Vectron has received official approval to operate along the Scandinavian Corridor, enabling freight and passenger trains to run from Austria to Norway without changing locomotives.

Vectron

Credit: Siemens Mobility

The Vectron has received official approval for operating along the Scandinavian Corridor (AT-DE-DK-SE-NO). This enables both freight and passenger trains to run along the entire corridor without changing locomotives. The first to take advantage of this is the Swedish rail operator Snälltåget, which has leased three Vectron locomotives from European Locomotive Leasing (ELL) for cross-border passenger service in Sweden, Denmark, Germany and Austria. The Vectron, manufactured in the Siemens Mobility plant in Munich-Allach, is the first locomotive equipped with the ETCS train control system that is allowed to operate across the 16-kilometre long Öresund connection (bridge and tunnel) between Sweden and Denmark. The locomotive uses the globally proven Trainguard 100/200/300 ETCS on-board unit from Siemens.
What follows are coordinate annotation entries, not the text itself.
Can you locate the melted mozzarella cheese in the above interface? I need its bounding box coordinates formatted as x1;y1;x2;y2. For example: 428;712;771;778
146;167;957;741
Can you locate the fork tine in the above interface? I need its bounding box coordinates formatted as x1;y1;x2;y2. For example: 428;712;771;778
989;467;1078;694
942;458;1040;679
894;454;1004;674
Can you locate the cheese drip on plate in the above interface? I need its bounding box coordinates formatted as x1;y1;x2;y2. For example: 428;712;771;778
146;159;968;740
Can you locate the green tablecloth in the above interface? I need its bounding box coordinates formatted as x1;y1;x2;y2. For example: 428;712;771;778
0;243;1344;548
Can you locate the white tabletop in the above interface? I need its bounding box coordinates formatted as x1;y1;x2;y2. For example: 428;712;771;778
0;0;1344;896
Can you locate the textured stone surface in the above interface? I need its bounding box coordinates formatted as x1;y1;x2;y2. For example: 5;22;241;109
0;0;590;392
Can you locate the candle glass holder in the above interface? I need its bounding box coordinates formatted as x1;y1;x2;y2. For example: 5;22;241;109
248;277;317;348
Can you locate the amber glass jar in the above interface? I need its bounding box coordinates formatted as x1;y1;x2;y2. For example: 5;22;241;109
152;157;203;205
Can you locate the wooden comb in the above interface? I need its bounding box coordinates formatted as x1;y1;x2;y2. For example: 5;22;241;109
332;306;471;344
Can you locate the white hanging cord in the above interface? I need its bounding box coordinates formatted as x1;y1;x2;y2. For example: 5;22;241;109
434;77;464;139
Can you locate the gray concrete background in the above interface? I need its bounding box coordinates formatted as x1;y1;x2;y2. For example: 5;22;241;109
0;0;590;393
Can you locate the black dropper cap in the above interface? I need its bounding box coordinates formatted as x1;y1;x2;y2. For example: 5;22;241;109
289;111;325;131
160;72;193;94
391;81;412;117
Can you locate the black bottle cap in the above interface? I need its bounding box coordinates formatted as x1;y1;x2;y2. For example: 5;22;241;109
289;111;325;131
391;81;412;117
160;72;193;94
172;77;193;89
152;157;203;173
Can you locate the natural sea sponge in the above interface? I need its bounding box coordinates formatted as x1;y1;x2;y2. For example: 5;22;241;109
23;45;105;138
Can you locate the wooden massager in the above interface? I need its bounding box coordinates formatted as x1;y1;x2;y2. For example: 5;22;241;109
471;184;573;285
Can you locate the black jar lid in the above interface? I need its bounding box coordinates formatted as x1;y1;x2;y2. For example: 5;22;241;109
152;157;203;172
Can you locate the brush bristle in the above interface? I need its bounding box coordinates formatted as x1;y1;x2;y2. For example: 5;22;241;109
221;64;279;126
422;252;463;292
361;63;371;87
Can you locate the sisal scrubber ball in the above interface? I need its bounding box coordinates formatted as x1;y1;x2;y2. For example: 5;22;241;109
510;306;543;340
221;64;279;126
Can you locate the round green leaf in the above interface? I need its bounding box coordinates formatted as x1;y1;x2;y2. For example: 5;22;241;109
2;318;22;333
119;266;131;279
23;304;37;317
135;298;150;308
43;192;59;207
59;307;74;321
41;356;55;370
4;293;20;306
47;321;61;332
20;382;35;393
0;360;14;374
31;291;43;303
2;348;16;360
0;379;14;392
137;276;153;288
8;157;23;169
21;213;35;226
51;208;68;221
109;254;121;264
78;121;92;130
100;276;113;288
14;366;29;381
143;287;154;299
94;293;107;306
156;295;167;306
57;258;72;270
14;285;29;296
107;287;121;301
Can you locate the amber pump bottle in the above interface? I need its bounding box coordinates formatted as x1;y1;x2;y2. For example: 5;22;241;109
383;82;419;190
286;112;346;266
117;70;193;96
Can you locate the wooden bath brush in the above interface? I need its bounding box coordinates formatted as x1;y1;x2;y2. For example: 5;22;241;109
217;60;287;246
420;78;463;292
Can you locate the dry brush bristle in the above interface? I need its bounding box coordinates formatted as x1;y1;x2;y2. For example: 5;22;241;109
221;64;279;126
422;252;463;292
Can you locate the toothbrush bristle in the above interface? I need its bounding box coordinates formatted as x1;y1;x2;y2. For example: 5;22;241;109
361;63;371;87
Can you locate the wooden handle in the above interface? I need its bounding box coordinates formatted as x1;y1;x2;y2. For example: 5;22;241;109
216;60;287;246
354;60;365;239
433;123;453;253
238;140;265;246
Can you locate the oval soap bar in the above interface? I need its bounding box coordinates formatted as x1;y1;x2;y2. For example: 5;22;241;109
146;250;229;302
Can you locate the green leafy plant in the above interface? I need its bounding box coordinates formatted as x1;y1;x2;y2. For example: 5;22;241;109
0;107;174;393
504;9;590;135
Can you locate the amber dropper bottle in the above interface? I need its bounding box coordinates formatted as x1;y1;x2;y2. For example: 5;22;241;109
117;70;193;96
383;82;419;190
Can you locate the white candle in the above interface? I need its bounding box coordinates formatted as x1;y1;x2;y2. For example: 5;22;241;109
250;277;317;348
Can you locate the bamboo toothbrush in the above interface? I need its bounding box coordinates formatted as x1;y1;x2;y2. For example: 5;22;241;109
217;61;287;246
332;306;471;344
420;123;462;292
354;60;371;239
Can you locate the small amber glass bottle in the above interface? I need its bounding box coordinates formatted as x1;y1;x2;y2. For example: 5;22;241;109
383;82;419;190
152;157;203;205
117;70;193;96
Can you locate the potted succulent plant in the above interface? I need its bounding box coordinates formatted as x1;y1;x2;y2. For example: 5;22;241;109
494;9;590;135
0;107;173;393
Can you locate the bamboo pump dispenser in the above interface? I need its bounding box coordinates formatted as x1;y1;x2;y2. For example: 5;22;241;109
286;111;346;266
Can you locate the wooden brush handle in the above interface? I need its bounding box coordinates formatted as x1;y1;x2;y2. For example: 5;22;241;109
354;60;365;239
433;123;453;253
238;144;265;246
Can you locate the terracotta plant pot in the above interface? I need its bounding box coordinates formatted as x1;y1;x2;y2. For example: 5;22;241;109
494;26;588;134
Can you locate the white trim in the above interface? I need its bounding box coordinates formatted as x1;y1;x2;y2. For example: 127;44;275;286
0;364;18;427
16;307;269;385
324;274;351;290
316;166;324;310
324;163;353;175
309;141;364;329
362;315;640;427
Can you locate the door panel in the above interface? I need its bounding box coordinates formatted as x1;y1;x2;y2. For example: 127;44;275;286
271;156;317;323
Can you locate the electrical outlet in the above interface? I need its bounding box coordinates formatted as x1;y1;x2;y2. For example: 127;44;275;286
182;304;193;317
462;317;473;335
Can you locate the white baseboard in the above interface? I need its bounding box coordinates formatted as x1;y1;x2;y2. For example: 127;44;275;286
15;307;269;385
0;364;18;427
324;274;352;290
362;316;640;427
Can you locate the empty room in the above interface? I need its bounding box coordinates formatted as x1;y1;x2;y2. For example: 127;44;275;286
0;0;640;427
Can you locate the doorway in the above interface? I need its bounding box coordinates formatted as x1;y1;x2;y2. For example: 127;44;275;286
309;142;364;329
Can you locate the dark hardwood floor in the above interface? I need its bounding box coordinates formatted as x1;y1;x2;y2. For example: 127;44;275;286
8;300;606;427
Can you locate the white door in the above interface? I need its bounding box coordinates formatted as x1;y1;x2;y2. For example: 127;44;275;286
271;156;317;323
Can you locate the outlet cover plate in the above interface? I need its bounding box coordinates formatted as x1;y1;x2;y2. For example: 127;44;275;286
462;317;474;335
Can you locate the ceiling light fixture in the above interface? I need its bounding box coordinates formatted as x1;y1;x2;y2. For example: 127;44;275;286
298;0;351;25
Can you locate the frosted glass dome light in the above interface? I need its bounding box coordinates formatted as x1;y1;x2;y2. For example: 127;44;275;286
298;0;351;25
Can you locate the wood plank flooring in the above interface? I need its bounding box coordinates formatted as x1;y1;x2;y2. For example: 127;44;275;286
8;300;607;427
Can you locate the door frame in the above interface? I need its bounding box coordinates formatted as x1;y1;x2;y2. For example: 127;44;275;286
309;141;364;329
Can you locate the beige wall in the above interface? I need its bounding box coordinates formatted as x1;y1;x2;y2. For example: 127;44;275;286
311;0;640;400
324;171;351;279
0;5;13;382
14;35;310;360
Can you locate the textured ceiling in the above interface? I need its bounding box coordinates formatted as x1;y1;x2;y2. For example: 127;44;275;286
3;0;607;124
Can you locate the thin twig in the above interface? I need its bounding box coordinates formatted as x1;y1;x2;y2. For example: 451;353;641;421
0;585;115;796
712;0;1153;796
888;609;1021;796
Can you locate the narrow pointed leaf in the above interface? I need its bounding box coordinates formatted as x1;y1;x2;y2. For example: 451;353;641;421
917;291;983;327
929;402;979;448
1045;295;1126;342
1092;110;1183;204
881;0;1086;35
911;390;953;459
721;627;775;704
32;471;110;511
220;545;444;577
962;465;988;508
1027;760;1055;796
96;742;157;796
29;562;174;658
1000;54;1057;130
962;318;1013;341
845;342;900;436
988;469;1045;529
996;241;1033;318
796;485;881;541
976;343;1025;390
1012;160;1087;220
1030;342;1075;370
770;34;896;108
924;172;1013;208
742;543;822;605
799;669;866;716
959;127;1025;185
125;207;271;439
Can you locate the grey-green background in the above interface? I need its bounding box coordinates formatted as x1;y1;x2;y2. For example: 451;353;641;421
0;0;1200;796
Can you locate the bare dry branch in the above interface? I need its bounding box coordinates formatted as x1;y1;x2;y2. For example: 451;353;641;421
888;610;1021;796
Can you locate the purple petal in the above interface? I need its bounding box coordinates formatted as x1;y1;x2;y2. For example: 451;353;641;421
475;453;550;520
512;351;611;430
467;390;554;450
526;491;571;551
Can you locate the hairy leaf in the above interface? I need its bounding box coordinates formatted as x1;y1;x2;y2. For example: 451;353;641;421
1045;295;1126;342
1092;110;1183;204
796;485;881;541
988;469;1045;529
“Our highly flexible Vectron locomotives enable sustainable cross-border rail transport, making an open Europe a reality on the rails,” Albrecht Neumann, CEO of Rolling Stock at Siemens Mobility, said. “We are especially pleased that the Vectron locomotive opened up the Scandinavian Corridor for the first time.”

To date, Siemens Mobility has sold more than 1,700 Vectrons to 63 customers in 16 countries, and the fleet has already accumulated over 700 million kilometres in service. Locomotives using the Vectron platform are currently approved for operation in 20 European countries.